The tens of thousand of oysters dumped along a small island in Bellport Bay in July are taking to their new environment, well, swimmingly.
So says representatives and experts with the Friends of Bellport Bay group, which is spearheading the project.
Prior Coverage: They’re bringing oysters back to Bellport Bay
The organization and its volunteers planted 40,000 seedling oysters, called spat, on July 18 and another 30,000 on Aug. 22, all around Pelican Island between Ho-Hum Beach and the breach at Old Inlet.
The second trip to Ridge Island also provided the group opportunity to check on the older oysters’ progress.
“It’s just a matter of placing them on the bay bottom,” said Thomas Schultz, who founded the group with artist and Katia Read and former Bellport Village mayor David Pate. “Unlike clams oysters don’t move around, so if they get buried they remain buried. We hand to find an area with hard, sandy bottoms.”
The hope is the cooler, saltier waters near the inlet will provide an environment for the oysters to thrive, he said.
And according to Cornell Cooperative Extension aquaculture specialist Gregg Rivara, who’s been commissioned by the group to assist in the project, that’s exactly what’s happening.
“The growth looks excellent,” according to Rivara, responding to an email of photos of the baby oysters, some of which had died on the shell they were attached. But many others had grown several times over during the few weeks in the water near Ridge Island.
“You can see the leading edge is very thin (feathery),” Rivara wrote. “This is an indication of rapid growth.
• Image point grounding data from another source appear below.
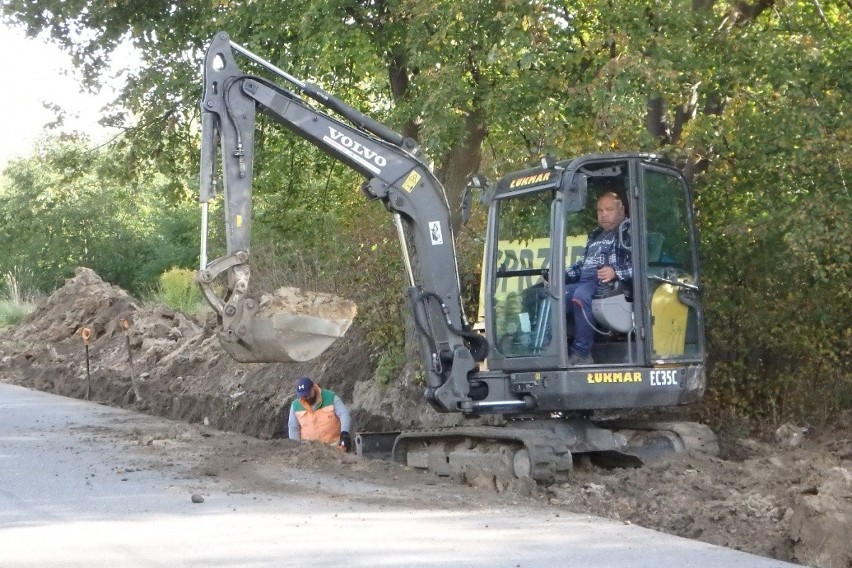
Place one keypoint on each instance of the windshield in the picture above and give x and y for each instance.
(520, 301)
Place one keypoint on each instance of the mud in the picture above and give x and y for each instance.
(784, 493)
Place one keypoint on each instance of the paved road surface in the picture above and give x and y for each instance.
(63, 502)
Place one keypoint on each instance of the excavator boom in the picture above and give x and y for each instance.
(649, 344)
(394, 174)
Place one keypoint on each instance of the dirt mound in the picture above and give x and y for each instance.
(178, 364)
(786, 495)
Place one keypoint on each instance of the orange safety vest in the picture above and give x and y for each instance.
(318, 422)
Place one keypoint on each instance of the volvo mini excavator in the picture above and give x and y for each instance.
(649, 349)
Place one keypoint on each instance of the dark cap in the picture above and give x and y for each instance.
(304, 387)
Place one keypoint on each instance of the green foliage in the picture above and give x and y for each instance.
(66, 207)
(751, 99)
(18, 297)
(179, 291)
Survival looks good as well.”
Friends of Bellport Bay was founded in Bellport last year. It uses donations through the Bellport Village Program Fund to purchase baby oysters through Cornell, as well as oyster spat provided by Brookhaven Town’s shellfish hatchery in Mount Sinai, for the restocking project.
Oysters populations haven’t been prevalent in the Great South Bay Estuary since the early 1900s.
The group is planning another planting session for later this month or October.
“It will be interesting to see where we are in five years,” Schultz said. “Our goal is a million live oysters in five years.”
Top photos: Seedling oysters, some of which died and some of which have grown tremendously in just a few weeks, attached to a clamshell.